Ono: As specific support, we hold a kick-off webinar before introducing goFLUENT, which not only explains the operation of goFLUENT, but also helps to set the learners’ mindsets. By having them think and imagine for themselves why they want to learn a language, their motivation is clarified, which leads to motivation for learning.


Kannari: In addition, messages from management are also important. I think it is important to make learners feel what is expected of them by the company and why they are starting language learning.


Ono: Nevertheless, I think some extrinsic motivation will also be necessary. For example, organize an event such as a study challenge, in which individuals, groups, business units, etc. compete against each other. Making the degree of each person’s effort “visible” will also encourage learning.

Human capital development as a management issue


Ono: I believe that many Japanese companies are struggling with the issue of human resource development. Do you have any advice for them?


Mr. Sakoda: Developing people is not a job of the Human Resources Department alone. It is important to recognize that it is also a vital management matter. People used to think of education as a cost,when in fact it is an active “investment” for the company. I believe that many Japanese companies in the past, while claiming to “value people,” have not invested enough in people. I believe that it is time to rethink this as a “management issue” , essential for growth.

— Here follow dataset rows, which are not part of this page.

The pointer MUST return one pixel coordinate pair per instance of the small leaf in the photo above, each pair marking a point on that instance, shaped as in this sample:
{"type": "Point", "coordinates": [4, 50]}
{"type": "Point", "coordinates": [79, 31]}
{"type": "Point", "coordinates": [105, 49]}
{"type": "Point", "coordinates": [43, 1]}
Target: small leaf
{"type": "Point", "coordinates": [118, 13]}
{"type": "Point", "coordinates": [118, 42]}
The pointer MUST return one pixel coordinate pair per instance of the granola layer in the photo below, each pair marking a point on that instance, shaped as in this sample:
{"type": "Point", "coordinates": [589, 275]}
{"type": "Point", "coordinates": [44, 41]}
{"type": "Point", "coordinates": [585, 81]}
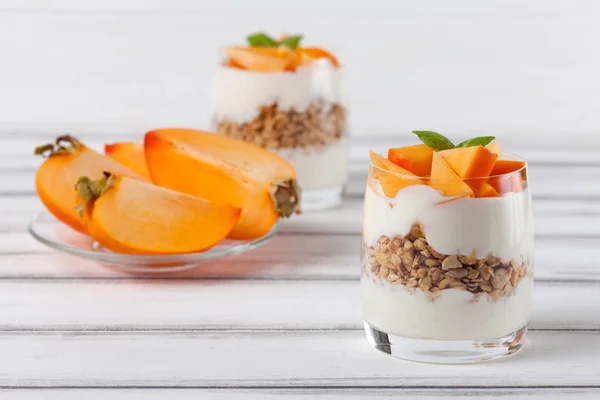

Ono: Thank you very much. Lastly, please tell us about President Sakoda’s goals for the future.

Mr. Sakoda: It is a huge challenge to embed a culture of “continuous learning. It is not an easy task to implement a program for  30,000 employees. And, expanding to the entire global Hitachi Group is a huge feat. It will probably take a considerable amount of time, but we will work steadily; One step at a time.


Mr. Raizo Sakoda, President, Hitachi Academy, Ltd.

Graduated from Keio University Faculty of Law in 1983 and joined Hitachi, Ltd. He was consistently in charge of human resources and general affairs. From 2005 to 2009, he served as Vice President of Human Resources at Hitachi Data Systems, headquartered in the U.S. He later served as General Manager of the Global Talent Management Department at Hitachi’s headquarters, General Manager of the China Asia Human Resources Division, and General Manager of the Human Resources & Labor Division. He was appointed President and Director of Hitachi Management Training Institute, Ltd. in 2017 and will assume his current position in April 2019.

Takashi Ono, General Manager of goFLUENT K.K.

General Manager of goFLUENT Japan. After working in the food and IT industries, he co-founded a corporate e-learning venture in 2005 and entered the English education industry. Since joining goFLUENT in 2013, he has worked with more than 100 companies, helping them solve their human resource development challenges.

Motokuni Kannari, Sales Manager, goFLUENT K.K.

Motokuni Kannari has over 15 years of experience in global human resource development for companies and universities as an educational consultant to human resource development staff. He has worked for ALC Education, GlobalEnglish, and Cooori, helping more than 80 major companies/global companies to improve their human resource development, and contributing to their business efficiency and revitalization of internal English communication. He joined goFLUENT in 2020 and is motivated to accelerate language education in companies, including the training of next-generation leaders and global personnel.